Munição comprada por forças de segurança foi utilizada em pelo menos 23 ações criminosas que, entre 2010 e o ano passado, resultaram na morte de 82 pessoas em oito estados do país. Um levantamento feito pelo EXTRA em parceria com o Instituto Sou da Paz identificou o uso de 145 lotes de cartuchos adquiridos por polícias ou pelas Forças Armadas nas ocorrências, que incluem sete chacinas.
No Rio, munição adquirida com dinheiro público foi encontrada em sete crimes que deixaram um saldo de 15 homicídios. Além disso, boa parte foi apreendida em quatro grandes operações que estouraram arsenais do tráfico e da milícia.
Entre os casos identificados no levantamento estão os assassinatos da vereadora Marielle Franco e do motorista Anderson Gomes, da juíza Patrícia Acioli e de um policial militar morto pela milícia com munição comprada pela PM. Em abril de 2020, o soldado Luiz Carlos de Almeida da Silva Júnior foi assassinado durante um tiroteio entre paramilitares que disputavam o controle de bairros de Belford Roxo, na Baixada Fluminense.

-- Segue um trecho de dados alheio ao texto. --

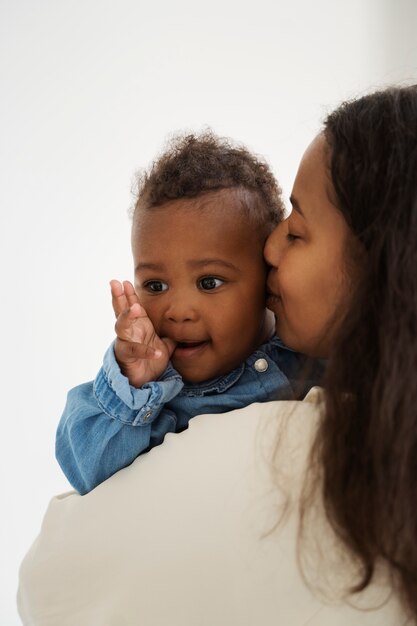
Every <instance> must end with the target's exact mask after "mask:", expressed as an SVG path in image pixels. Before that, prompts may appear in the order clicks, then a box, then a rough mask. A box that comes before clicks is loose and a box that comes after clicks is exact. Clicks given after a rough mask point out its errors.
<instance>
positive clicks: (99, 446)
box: [56, 281, 183, 494]
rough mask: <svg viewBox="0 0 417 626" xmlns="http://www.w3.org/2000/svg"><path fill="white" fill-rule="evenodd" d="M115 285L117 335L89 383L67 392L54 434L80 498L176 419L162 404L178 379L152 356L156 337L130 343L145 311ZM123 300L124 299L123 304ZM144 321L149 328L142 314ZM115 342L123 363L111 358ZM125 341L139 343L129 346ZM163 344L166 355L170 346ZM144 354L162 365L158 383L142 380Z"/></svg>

No local da morte de Luiz Carlos, a Polícia Civil apreendeu cartuchos de calibre .40 dos lotes AEO57, AYA77 e AYB23, comprados em 2010 e 2014 pela PM.
A pesquisa teve como base informações que integram processos judiciais e inquéritos policiais sobre cartuchos coletados em cenas de crimes ou apreendidos com bandidos. Em 15 casos nos quais foi constatado o uso de munição comprada com dinheiro público, investigações concluíram que houve a participação de grupos de extermínio ou milícias.
Cartuchos de 13 lotes identificados no levantamento foram utilizados em mais de um crime. Balas de nove deles deixaram um rastro de sangue em pelo menos dois estados. O lote identificado do em mais ocorrências é o UZZ18, comprado pela Polícia Federal em 2006. Projéteis que o integravam foram usados no assassinato de Marielle e Anderson; numa guerra entre traficantes em São Gonçalo; no roubo a uma agência dos Correios em Serra Branca, na Paraíba; e em duas chacinas com participação de policiais militares na Região Metropolitana de São Paulo.
A mais recente dessas chacinas, ocorrida em 2015 na cidade de Osasco, deixou 17 vítimas, e cartuchos do lote UZZ18 foram apreendidos em dois locais de execução.
O lote BAY18, comprado pela PM de São Paulo em 2007, foi o segundo mais encontrado em ocorrências: bandidos descarregaram parte de seus cartuchos nas duas chacinas de São Paulo, na guerra do tráfico em São Gonçalo e no episódio que ficou conhecido como Noite do Terror de Londrina, no Paraná, em que um grupo de extermínio formado por policiais matou 11 pessoas para retaliar o assassinato de um soldado da PM.
Em comum, os dois lotes mais identificados em crimes têm um alto número de cartuchos: o UZZ18 é composto por 2.463.000 projéteis; já o BAY18, por 3.974.350 — ambos são muito maiores que o padrão de 10 mil, estabelecido pelo Exército (responsável pelo controle de munição no país) numa portaria de 2004, válida até hoje.